Alert as DCI announces new crime technique used by c*r sellers to s***l from customers

By , K24 Digital
On Fri, 23 Jul, 2021 08:27 | 2 mins read
Nairobi regional police commander Augustine Nthumbi addressing the media in the city.Photo/courtesy.

The Directorate of Criminal Investigations (DCI) has revealed a new crime technique used by con artists to steal from unsuspecting car buyers.

In a statement released on Friday, July 23, DCI said the sellers hire vehicles from genuine owners and forge documents which they use to convince their victims into believing they own the said cars.

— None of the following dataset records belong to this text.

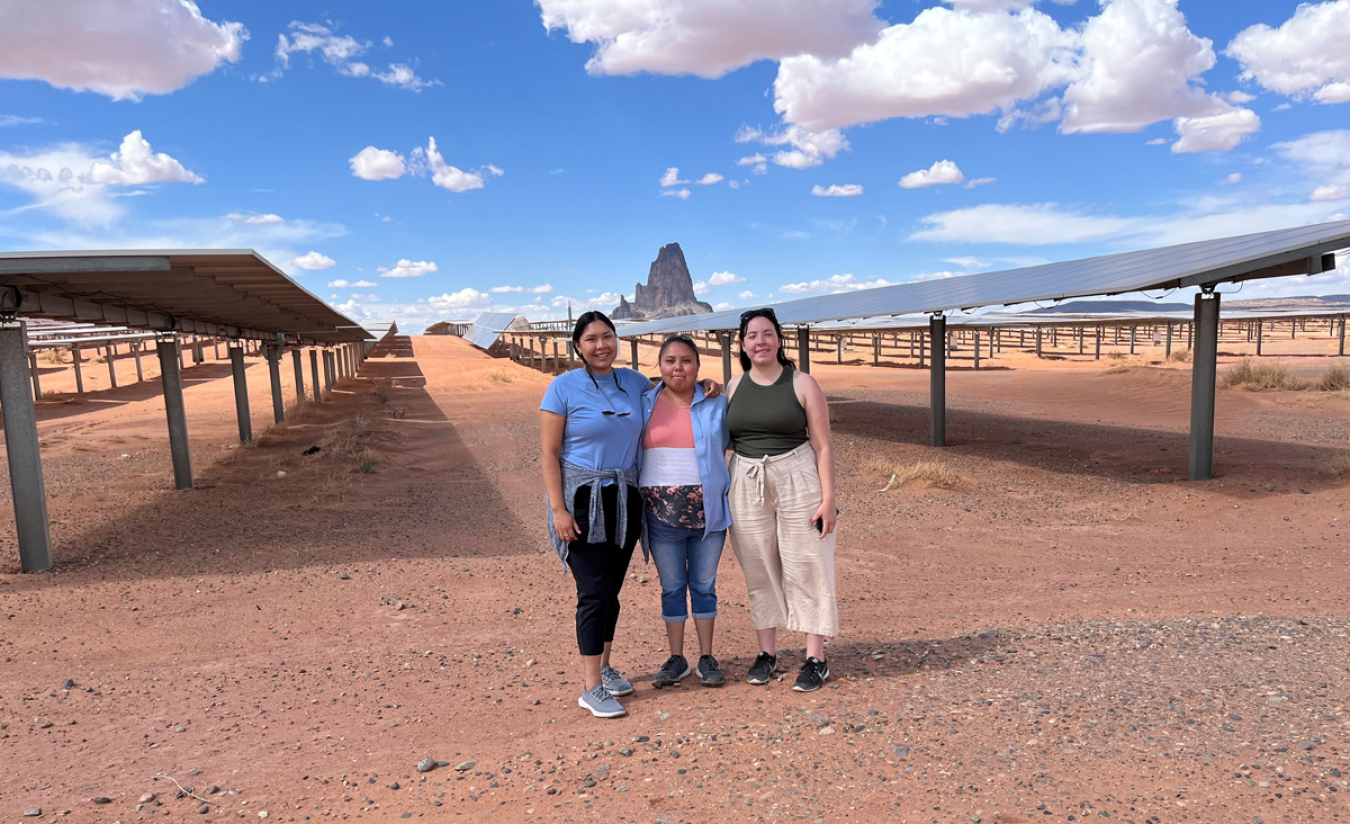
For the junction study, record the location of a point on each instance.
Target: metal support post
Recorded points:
(278, 404)
(170, 381)
(74, 359)
(1203, 374)
(316, 388)
(300, 374)
(236, 366)
(937, 381)
(724, 341)
(24, 458)
(35, 374)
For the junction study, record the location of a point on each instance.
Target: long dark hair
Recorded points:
(740, 337)
(585, 320)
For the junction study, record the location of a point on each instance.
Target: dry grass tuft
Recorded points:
(1339, 466)
(346, 441)
(1334, 378)
(934, 476)
(1260, 377)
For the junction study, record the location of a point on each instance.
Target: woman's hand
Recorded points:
(826, 515)
(564, 526)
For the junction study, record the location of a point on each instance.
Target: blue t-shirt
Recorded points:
(604, 426)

"We wish to caution members of the public of the emergence of a new trend of crime, where unsuspecting victims are being hoodwinked into buying motor vehicles hired out to magsmen who pose as genuine customers, only to forge the car documents, advertise the cars for sale and ultimately sell them out," the DCI said in a statement.

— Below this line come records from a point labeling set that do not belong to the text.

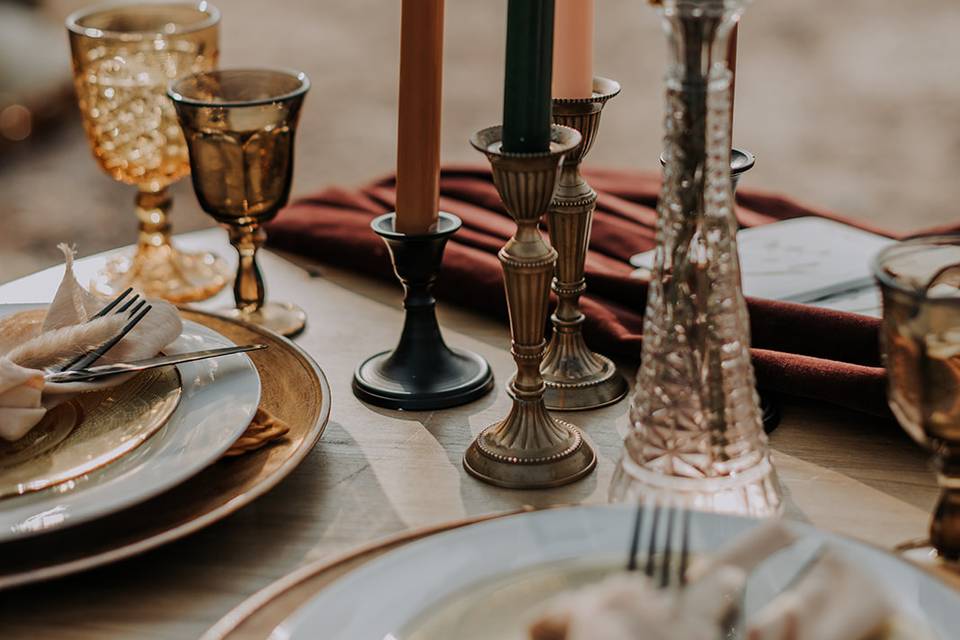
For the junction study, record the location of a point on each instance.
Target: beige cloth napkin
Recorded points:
(835, 600)
(31, 342)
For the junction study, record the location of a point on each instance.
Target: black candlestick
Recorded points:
(422, 372)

DCI said the con artists forge details in the vehicles' original documents (which detectives suspect are shared by rogue car hire agents).

The cons then go ahead to fake the identity of genuine car owners, making it difficult for their to-be customers to detect any discrepancies after conducting search.

"It is until the innocent buyers demand that car logbooks be transferred into their names that they realize they were duped into illegal deals. By the time, they will have parted with a huge percentage of the total cost of the vehicle, with none of the sellers picking up calls," DCI said in a statement.

Meanwhile, the car hire agents will have moved to the police to report that cars they hired out were long past the agreed date of return, and on being tracked down, they are found in the hands of victims who have no idea they are suspects in motor vehicle thievery.

"Numerous such scenarios," detectives say, " have in the past few days hit the DCI's social media platforms (especially from Murang'a and Kiambu counties), with victims narrating their ordeals in the hands of criminals whose sheer greed for quick money has no mercy for the victims' toil and sweat."

Whereas the DCI said it's working tirelessly to shatter this trend and bring to justice players in the sham deals, members of the public are urged to beware of the con trick.

"This caution adds to the warnings issued previously by the DCI on existing fraudulent online vendors who trade without any physical addresses or locations, some of whom transact in stolen and/or counterfeit products that often get victims in trouble with the law," DCI affirmed.